Примечательно, что на риторическом уровне пассаж строится таким образом, что это не Сартр объявляет «конец Человека». Как будто испугавшись окончательных следствий собственного анализа, Сартр уходит на риторическую дистанцию, заявляя, безлично, «теперь настала пора…». Видимо, ему стало слишком тяжело, когда он осознал, что отныне и навечно нам придется жить с возможностью того, что человечество уничтожит себя с помощью технологических средств. Любой, кто когда-либо видел фотографии из «Видоискателя, затуманенного слезами» («Viewfinder clouded with tears»), сделанные в Хиросиме через полтора часа после взрыва бомбы, легко поймет мотивы, стоящие за колебанием Сартра. Отчаянно безмятежные лица (это ли свобода тех, кто знает, что им нечего больше терять?) и тела выживших находятся на самой грани того, что можно называть «человеческим». Сегодня, однако, мы странным образом привыкли к этому чувству: множество симптомов «конца Человека» стали уже повседневными – почти популярными – опорными точками в разговоре; когда мы говорим о них, то говорим о них извне вместо того, чтобы принять на себя ответственность и спросить, откуда они появились, какими последствиями чреваты.
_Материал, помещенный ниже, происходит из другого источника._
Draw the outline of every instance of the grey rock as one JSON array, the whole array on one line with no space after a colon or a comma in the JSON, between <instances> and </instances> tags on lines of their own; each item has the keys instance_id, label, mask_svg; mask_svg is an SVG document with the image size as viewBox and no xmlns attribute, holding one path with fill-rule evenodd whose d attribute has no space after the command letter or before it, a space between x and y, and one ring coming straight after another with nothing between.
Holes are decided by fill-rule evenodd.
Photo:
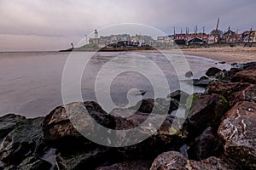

Как и предсказывал Сартр, мы переживаем угрозу самоуничтожения человечества абстрактно и счастливы, когда она затухает в нашем сознании.
И напротив, мы чувствуем себя весьма уверенно, когда описываем ту объективную форму, которую принимает это состояние латентности (а, заметим, не «само» латентное) в разных Stimmungen. Stimmung, как я показывал в другом месте, – это сочетание определенных конфигураций нашего знания с нашим ощущением вовлеченности в материальный мир – окружающий или влияющий на нас. Различные модификации этой онтологически странной амальгамы, которые можно еще называть topoi, – если выделять пространственные коннотации термина, пришедшего к нам из традиционной риторики, – производят в нас специфичные виды желания, а нередко и различные виды сопротивления, которыми исполнение подобных желаний сопровождается. Все эти Stimmungen возникают и как реакция на латентность, и как ее следствие; и в то же время они активно оберегают то, что латентно – то есть то, что «там» есть, но остается не на виду. В следующих трех главах я опишу три конфигурации topoi (топосов), которые, по моим оценкам, представляют собой результаты или реакции на ситуацию латентности, как она возникла после Второй мировой войны; одновременно эти самые конфигурации, собственно, и должны были функционировать как средства удерживать то, что было / является латентным под прикрытием или на дистанции. Чтобы проиллюстрировать эти три конфигурации, я воспользуюсь документами на разных языках и из широкого ряда культур – включая страны, не участвовавшие во Второй мировой, – поскольку я считаю, что после 1945 года ситуация латентности и связанного с нею Stimmung’а стала «глобальной» по своей природе («глобальной» avant la lettre, конечно). Я хотел бы подчеркнуть, что эти topoi и способ их взаимосвязи были обнаружены мною чисто индуктивно в ходе экстенсивного чтения и интенсивных споров на семинарах. Насколько могу судить, этот процесс никогда не находился под влиянием или воздействием какой-то «философии истории» или новомодной «теории».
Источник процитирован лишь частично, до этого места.